The program is used by everyone from grade-school classes to the United Nations.

PORTLAND, Maine — A group of Mainers is using a climate change simulator to try to envision realistic changes that can save our planet.

The program is called Energy-Rapid Overview and Decision-Support, or En-ROADS, and it's free to use online

At the top of the page, users can find a colorful graph measuring "global sources of primary energy," next to another graph showing the upward trajectory of the Earth's temperature between the years 2000 and 2100. There are 18 sliders beneath the graphs, coded to real-world situations, each with an impact on Earth’s temperature. 

Think taxing fossil fuel suppliers will make a dent? Try it out and the graphs move.

Peter Dugas is a member of the Citizens Climate Lobby in Portland, Maine. He and his peers work to influence lawmakers to fight climate change. En-ROADS is vital to their work.

"We need policy that’s not only incentivizing the virtue, but also disincentivizing the bad stuff," Dugas said while shifting around the sliders.

En-ROADS was created at the Massachusetts Institute of Technology and launched by Climate Interactive. 

The program is used by everyone from grade-school classes to the United Nations, as students and scientists alike attempt to predict how policy changes realistically affect Earth’s temperature, according to MIT Sloan School Professor John Sterman. 

The data and algorithms in En-ROADS are so widely regarded, the program was used during the forming of the Paris Agreement.
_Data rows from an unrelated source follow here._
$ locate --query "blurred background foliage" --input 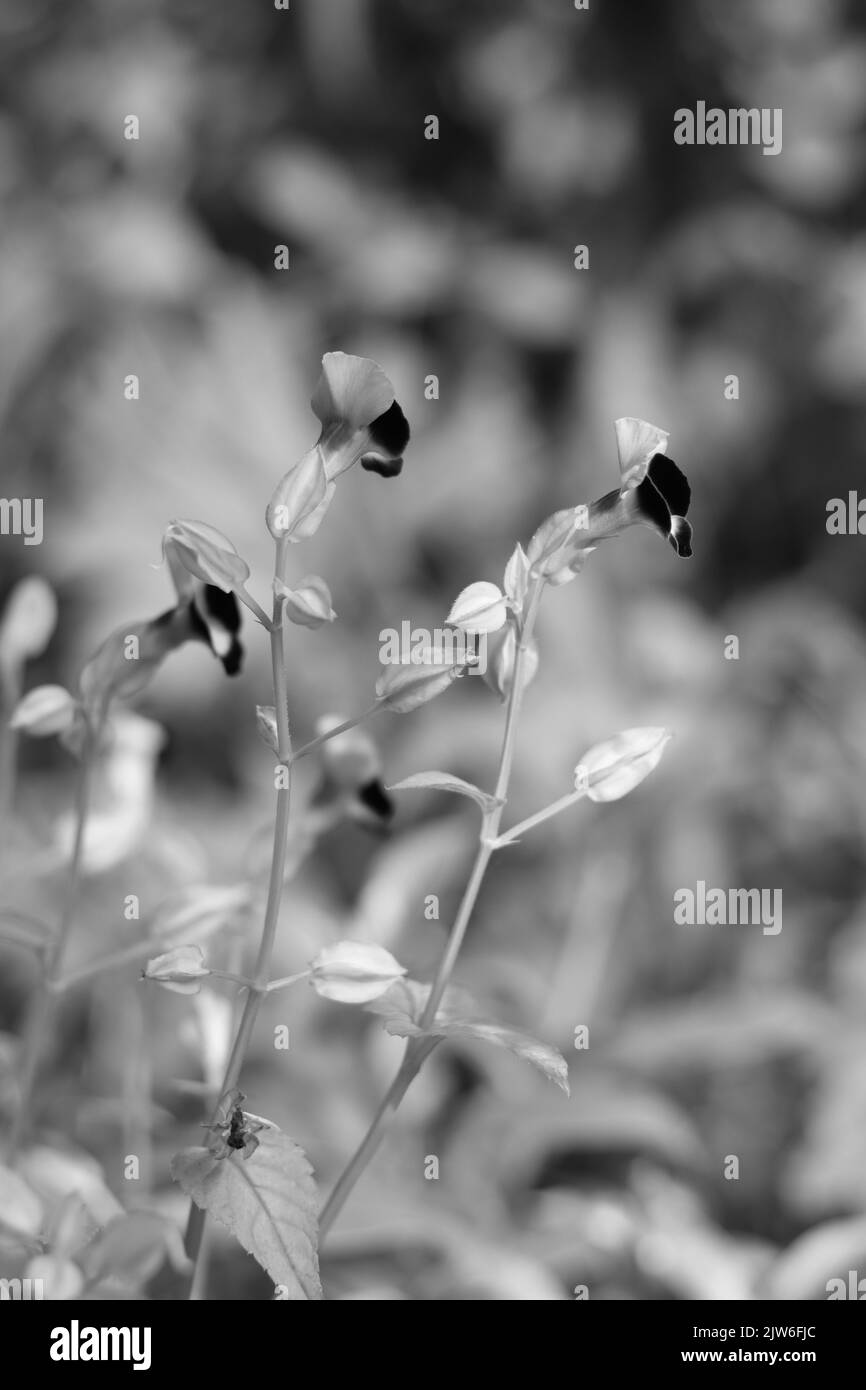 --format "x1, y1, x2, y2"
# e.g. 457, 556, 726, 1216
0, 0, 866, 1300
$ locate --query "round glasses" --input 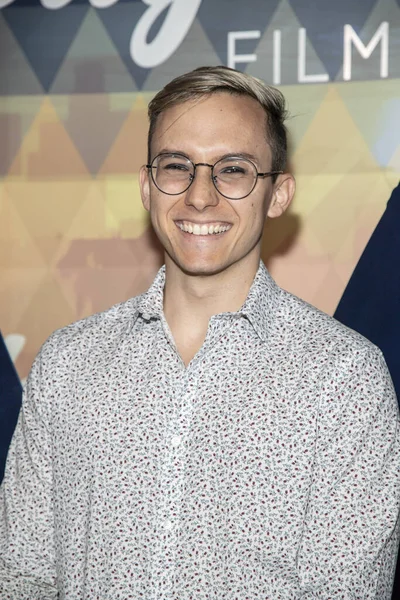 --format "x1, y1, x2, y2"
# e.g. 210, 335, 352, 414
146, 153, 283, 200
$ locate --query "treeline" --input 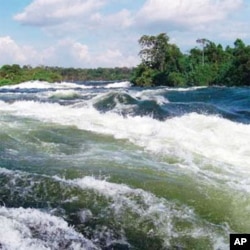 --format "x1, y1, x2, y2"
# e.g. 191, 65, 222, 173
131, 33, 250, 87
0, 33, 250, 87
0, 64, 133, 86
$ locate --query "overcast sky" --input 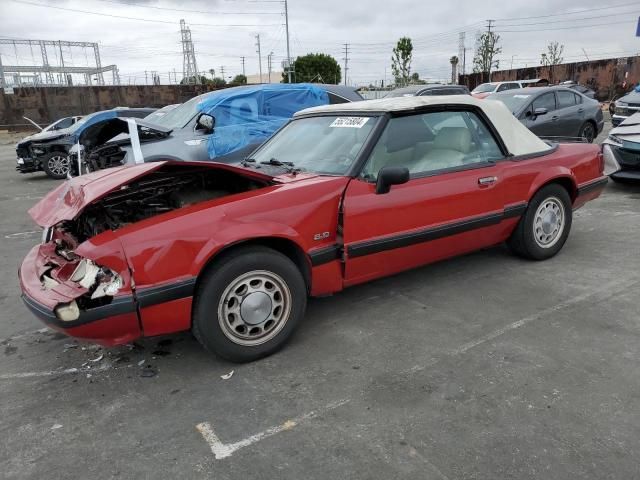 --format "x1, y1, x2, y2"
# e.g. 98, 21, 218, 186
0, 0, 640, 85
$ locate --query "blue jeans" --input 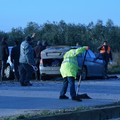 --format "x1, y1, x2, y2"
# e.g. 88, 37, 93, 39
60, 77, 76, 97
19, 63, 33, 83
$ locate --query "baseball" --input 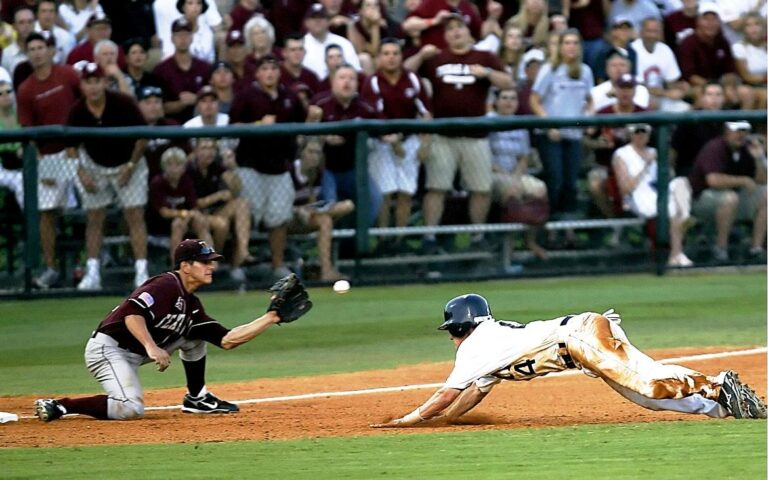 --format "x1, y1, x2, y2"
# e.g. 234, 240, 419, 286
333, 280, 349, 293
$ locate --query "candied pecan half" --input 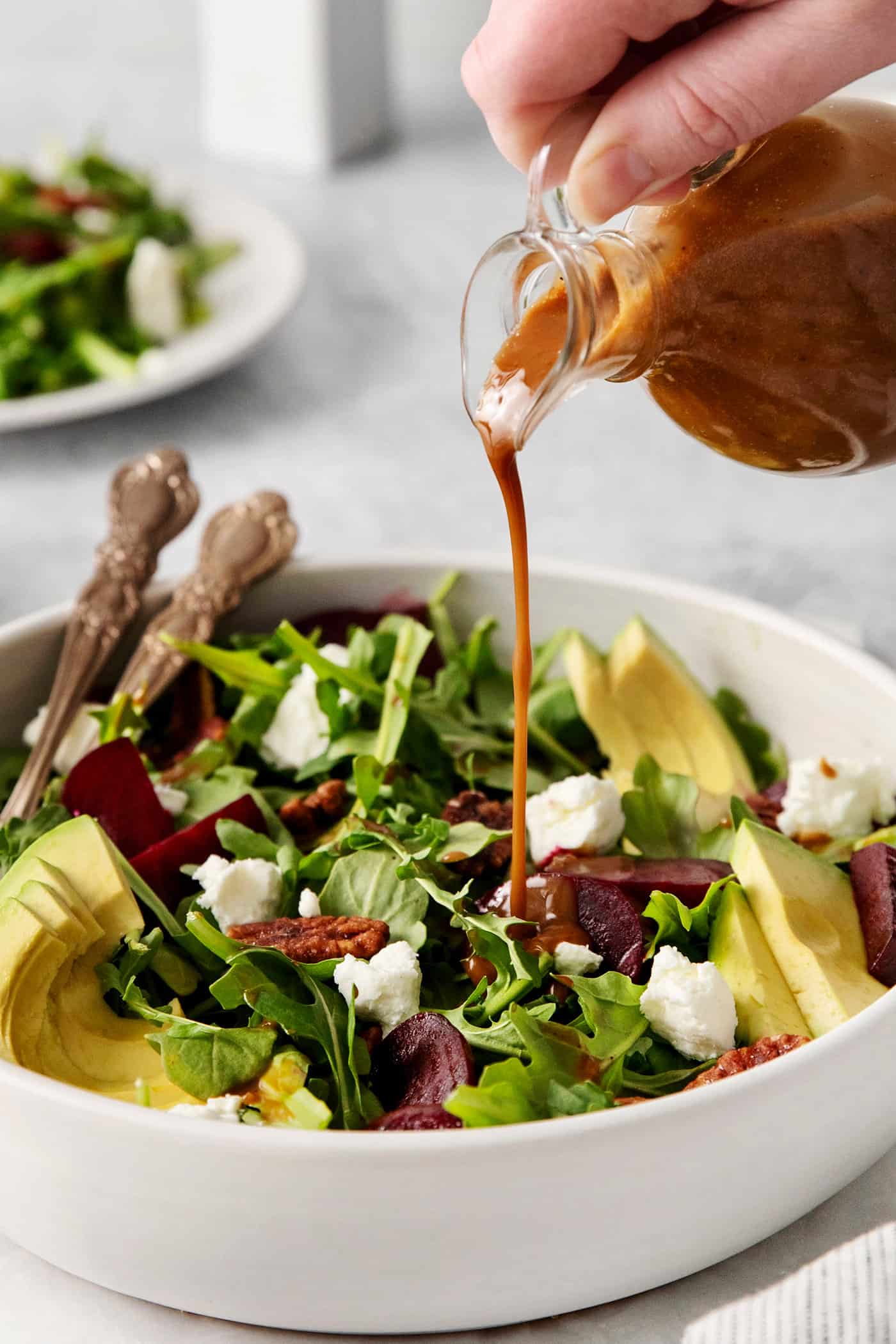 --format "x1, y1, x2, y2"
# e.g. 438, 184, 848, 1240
744, 793, 783, 831
159, 714, 230, 783
280, 780, 348, 836
442, 789, 513, 877
682, 1036, 809, 1091
227, 915, 388, 961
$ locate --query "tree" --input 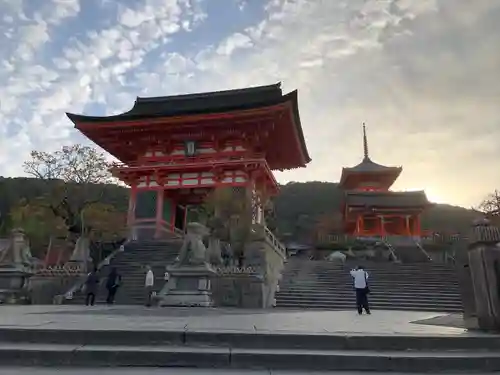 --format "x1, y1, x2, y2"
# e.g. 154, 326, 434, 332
23, 144, 112, 240
477, 190, 500, 225
9, 199, 66, 258
315, 212, 342, 243
82, 203, 127, 263
203, 187, 263, 267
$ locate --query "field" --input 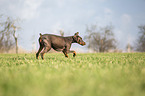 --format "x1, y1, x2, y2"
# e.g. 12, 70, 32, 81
0, 53, 145, 96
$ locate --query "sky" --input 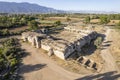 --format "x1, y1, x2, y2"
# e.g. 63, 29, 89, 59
0, 0, 120, 12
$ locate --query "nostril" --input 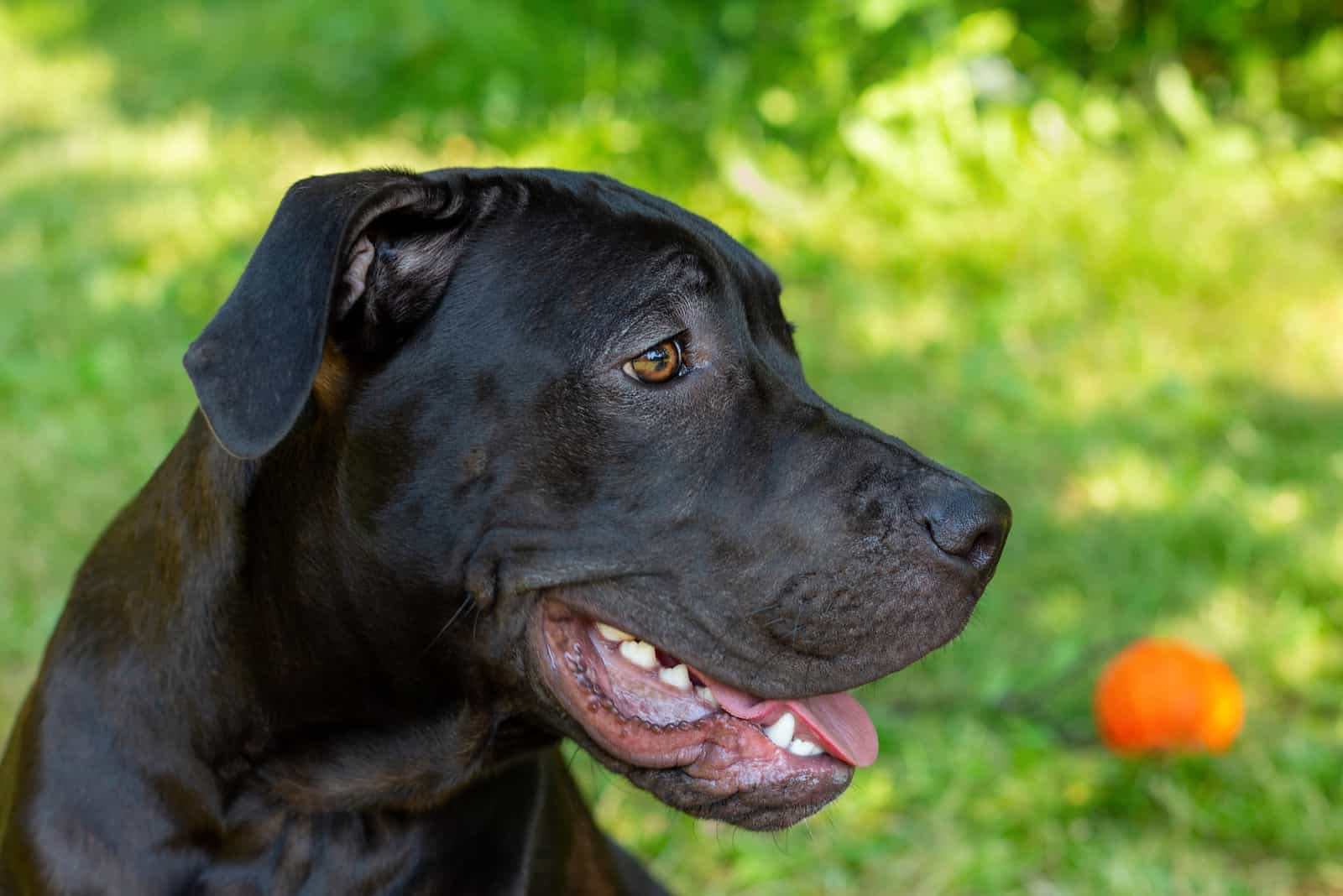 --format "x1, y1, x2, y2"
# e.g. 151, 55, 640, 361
924, 483, 1011, 571
965, 530, 998, 569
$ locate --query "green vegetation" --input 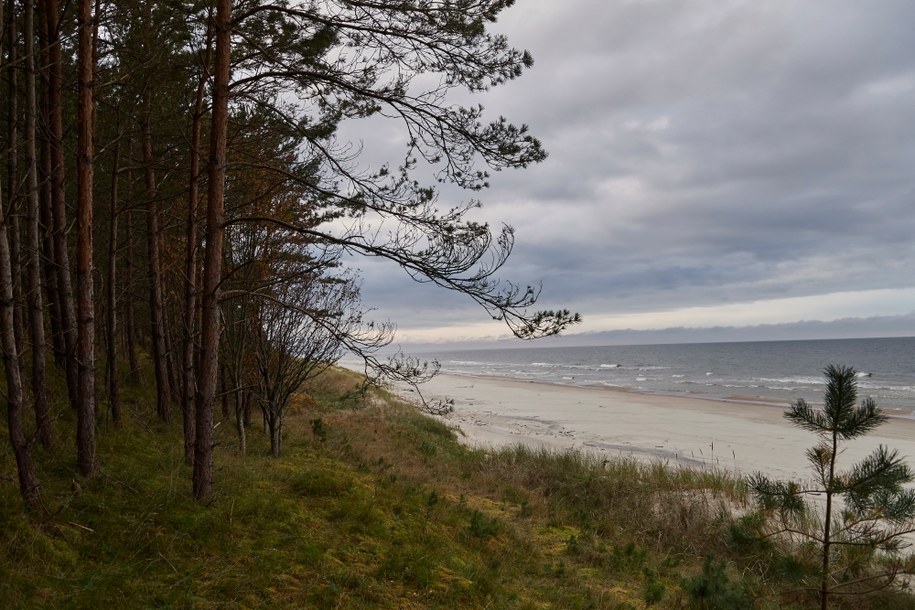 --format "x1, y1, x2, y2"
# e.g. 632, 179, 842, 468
750, 365, 915, 610
0, 369, 912, 610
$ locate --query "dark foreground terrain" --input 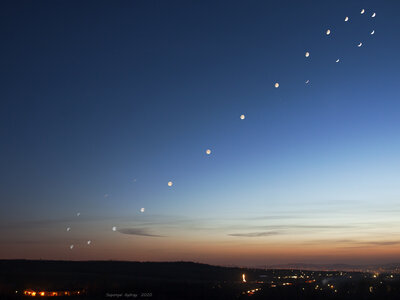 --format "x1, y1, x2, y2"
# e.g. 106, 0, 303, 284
0, 260, 400, 300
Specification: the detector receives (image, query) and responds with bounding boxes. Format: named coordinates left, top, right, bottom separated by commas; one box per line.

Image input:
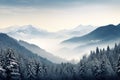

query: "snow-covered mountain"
left=57, top=25, right=96, bottom=38
left=0, top=25, right=96, bottom=60
left=19, top=40, right=67, bottom=63
left=0, top=25, right=52, bottom=39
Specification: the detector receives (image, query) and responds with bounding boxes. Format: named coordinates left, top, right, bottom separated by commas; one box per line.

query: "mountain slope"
left=63, top=24, right=120, bottom=43
left=0, top=25, right=52, bottom=39
left=0, top=33, right=51, bottom=64
left=19, top=40, right=66, bottom=63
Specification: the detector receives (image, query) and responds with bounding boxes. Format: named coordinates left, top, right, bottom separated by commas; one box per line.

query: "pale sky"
left=0, top=0, right=120, bottom=31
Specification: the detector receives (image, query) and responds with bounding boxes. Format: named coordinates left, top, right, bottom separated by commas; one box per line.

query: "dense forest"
left=0, top=44, right=120, bottom=80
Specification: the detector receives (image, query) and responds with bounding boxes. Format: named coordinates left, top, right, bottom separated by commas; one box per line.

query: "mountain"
left=57, top=25, right=96, bottom=38
left=19, top=40, right=66, bottom=63
left=0, top=33, right=52, bottom=64
left=63, top=24, right=120, bottom=43
left=0, top=25, right=52, bottom=39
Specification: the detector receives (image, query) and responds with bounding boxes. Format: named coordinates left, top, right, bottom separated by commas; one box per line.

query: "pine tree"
left=117, top=56, right=120, bottom=76
left=5, top=49, right=20, bottom=80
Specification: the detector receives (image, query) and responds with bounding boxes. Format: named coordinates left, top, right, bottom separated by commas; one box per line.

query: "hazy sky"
left=0, top=0, right=120, bottom=31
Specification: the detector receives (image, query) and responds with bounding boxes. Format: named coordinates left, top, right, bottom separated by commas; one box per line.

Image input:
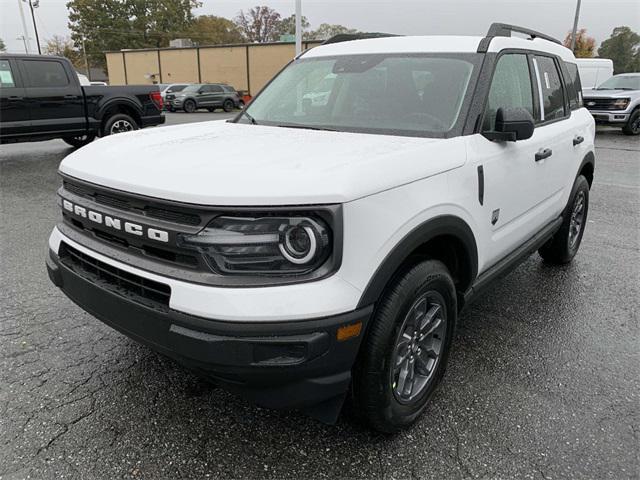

John Sterman is an MIT professor who helped develop En-ROADS. He has hosted countless seminars and pitch meetings in classrooms and boardrooms alike. Instead of telling politicians and communities what to do with combat climate change, Sterman shows them En-ROADS and asks, “What do you want to do?”

"Here’s all these different policy levers that you can explore," he said. "What would you like to try first? And people learn a lot more from that experience than if we did a presentation."

Susana Hancock has sat in on her share of meetings, as well.

"How do we take science and turn it into policy? Affect the actual change?" she posed after Dugas showed us the program. 

Hancock has traveled the world teaching people not just how to fight climate change but how to use language that convinces governments to fight a climate crisis.

She presented a Tedx Talk in Geneva, Switzerland last fall: 

Hancock believes En-ROADS conveys a message most can understand.

"I think that’s where this is really powerful because you can see those impacts and it’s visual, and it speaks a language that meshes science and policy and art," she added.

NEWS CENTER Maine Meteorologist Keith Carson experimented with En-ROADS and agreed the program is useful and visually appealing, though he was concerned with who may log on.

"The only critique I’d have of the tool in general is that it probably takes a certain amount of engagement to even be interested in looking at these different scenarios," he said. "And, perhaps, people who are engaged enough are already really interested in solutions for climate change."

Hancock and Sterman continue to put En-ROADS in front of the unengaged, but there is hope for an engaged next generation. 

Thea Dugas, 12, is Peter’s daughter. From across their house, she spent much of the pandemic listening to Peter's Zoom presentations on climate change.

"I feel kind of bad because she has memorized most of my presentation," Peter joked.

Thea latched onto En-ROADS and has led a youth group to get business support for climate action. She said anyone can make a difference. It might just start with a mouse click.

"You don’t really need to do much," she said. "You can just get involved and get some friends."